Hacker News new | ask | show | jobs
by codenerdz 4900 days ago
The article is mostly scaremongering, but the reason I posted it was mostly the 401k comments.

Any "old timers" (meaning those that put money away into 401k through out at least 2 recent market crashes, dotcom and the financial one) here willing to comment as to how their 401k fared? The biggest advantage I see(especially working for the company that does the matching) is that

a) Its a saving account that you cant take money out on a whim

b) Employee matching is free money

c) Youre not paying taxes untill youre ready to take it out and when you do take it out, your tax liability will be lower due to lower income

So you have all these financial advantages in 401k, the disadvantage is that you have to invest these funds wisely.

4 comments

It all depends on what your investing your 401k in, but putting it in a stock index fund is a pretty good guard against inflation. Stocks will adjust accordingly to inflation, but putting the money in the bank certainly won't. Also, it is amusing to me that people freak out and stop investing when the market tanks. That's like only buying groceries when they aren't on sale! The best time to buy stocks is when they are down. If you invest consistently over boom and bust, you can insulate yourself pretty well against major swings. Of course, free advice from strangers on the Internet is worth what you pay.
A big advantage for most people is that it is an automatic savings plan. Although you have more options investing on your own, many people would either spend it or forget to invest it.
d) It facilitates dollar-cost averaging, and lengthy time horizons

Yes, you have to invest wisely, but most plans have an S&P 500 index fund for growth and a Bond fund for income (your allocation mix should be more growth when younger, more income when older).
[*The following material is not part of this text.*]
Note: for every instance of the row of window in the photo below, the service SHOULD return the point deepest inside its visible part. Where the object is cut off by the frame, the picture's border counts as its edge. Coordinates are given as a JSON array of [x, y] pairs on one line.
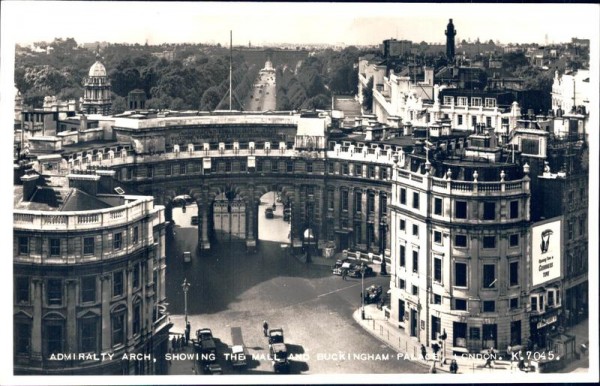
[[460, 274], [475, 101], [89, 331], [88, 289], [460, 206], [89, 243]]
Until late in 2012, I came out ahead far more by paying down my graduate student loan debt than I did by contributing to my 401(k). However, that is because my graduate student loans are statutorily fixed at 6.5% or higher, whereas market returns have been close to zero or negative.
Market returns have been volatile. S&P 500 for the past few years [1]:

2012 16.00% 2011 2.05% 2010 15.06% 2009 26.46% 2008 −37.00% 2007 5.49% 2006 15.79%

[1] http://en.wikipedia.org/wiki/S%26P_500#Total_annual_returns_...

Yep, missing a word in my original comment... my net market returns were close to zero or negative until late 2012.